You tell yourself that you’ll get back to it later. When the kids are grown, when you retire, when you have more money…then you’ll learn the guitar, get back to painting, write your novel.
Or you tell yourself it’s too late. Too much time has gone by and you can’t change your body, your relationship, your job. So you settle for the inevitability of further decline.
There’s no escaping the march of time. But it holds opportunity too.
An Acorn Is Not A Tree — Yet
Somebody is sitting in the shade today because somebody planted a tree a long time ago.
Warren Buffett
The idea that we overestimate what can be achieved in the short term and underestimate what can be achieved in the long term has been attributed to Bill Gates, among others.
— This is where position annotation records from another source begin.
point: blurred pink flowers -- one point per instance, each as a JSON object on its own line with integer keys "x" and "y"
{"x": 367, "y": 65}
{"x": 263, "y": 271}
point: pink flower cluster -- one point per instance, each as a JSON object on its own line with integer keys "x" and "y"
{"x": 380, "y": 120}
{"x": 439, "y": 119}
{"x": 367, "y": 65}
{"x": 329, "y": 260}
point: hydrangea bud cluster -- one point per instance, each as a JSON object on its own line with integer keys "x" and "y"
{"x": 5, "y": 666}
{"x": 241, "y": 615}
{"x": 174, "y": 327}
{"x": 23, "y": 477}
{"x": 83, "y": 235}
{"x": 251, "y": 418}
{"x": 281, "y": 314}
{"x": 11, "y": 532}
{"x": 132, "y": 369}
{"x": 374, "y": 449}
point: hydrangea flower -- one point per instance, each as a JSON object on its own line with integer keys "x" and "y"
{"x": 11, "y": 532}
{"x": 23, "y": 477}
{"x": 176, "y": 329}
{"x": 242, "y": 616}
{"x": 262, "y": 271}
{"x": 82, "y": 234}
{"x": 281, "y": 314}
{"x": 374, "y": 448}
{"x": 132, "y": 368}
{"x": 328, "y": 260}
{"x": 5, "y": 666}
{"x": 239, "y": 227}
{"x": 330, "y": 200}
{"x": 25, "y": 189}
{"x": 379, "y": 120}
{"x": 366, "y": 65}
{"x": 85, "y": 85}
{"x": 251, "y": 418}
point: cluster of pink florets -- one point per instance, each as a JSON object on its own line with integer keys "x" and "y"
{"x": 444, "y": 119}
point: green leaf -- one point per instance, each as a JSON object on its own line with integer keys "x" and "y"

It’s like failing to harvest mature wood from an oak sapling, then abandoning it because you think it will never grow big enough to be worthwhile.
Often we start something in a flush of enthusiasm. But when it doesn’t yield significant results immediately, we get discouraged and give up. The gym routine, language class, or novel is dropped because you thought for sure that a month or two of effort would be enough to make progress.
But take a different view. How would future you feel if you persevered with small efforts now? In five years, what can you achieve by daily practice?
Graphic designer Ethan Tennier-Stuart showed stunning improvement over five years. Every skill responds to deliberate practice. Talent has to be matched with effort to achieve its potential.

Small Numbers Still Count
All difficult things have their origin in that which is easy, and great things in that which is small.
Lao Tzu
Everything starts off small — a word, a note, a brick — but put enough of them together and you can build something astonishing.
Write two hundred words daily and you’ll have enough material for four novels. Writing over a third of a million words is guaranteed to hone your skills.
Years ago I wanted to write seriously. But I was juggling home and work and exhaustion, and couldn’t see how to find time or energy for it.
So I committed to one hundred and fifty words daily after dinner, whatever happened, even if I just typed I’m so tired over and over. Sometimes it was gibberish but eventually those words turned into short stories, then a novella.
If I’d waited for the ideal conditions I might never have started. My daily goal was tiny, but that’s exactly what made it achievable. Persistence pays off in the end.
When it comes to ageing, we can’t turn the clock back. But we can slow some processes down. Future you will thank present you for wearing sunscreen daily, cutting out that dessert or bread roll, and getting enough sleep.
Walk thirty minutes daily and you’ll see your health improve. Make time to connect with a child daily, and reap the benefits. You’ll build better connection in fifteen intentional minutes daily than in the most amazing annual vacation.
It’s all about building big improvements in small increments.
One step after another in the right direction will take you as far as you need to go. Don’t discount any small amount of progress — success is built of innumerable tiny actions.
The man who moves a mountain begins by carrying away small stones.
Confucius
Make time work with you, instead of feeling helpless.
Time will pass anyway, so use it to build something you’ll be proud of. Pick up your first pebble right now and start to move your personal mountain.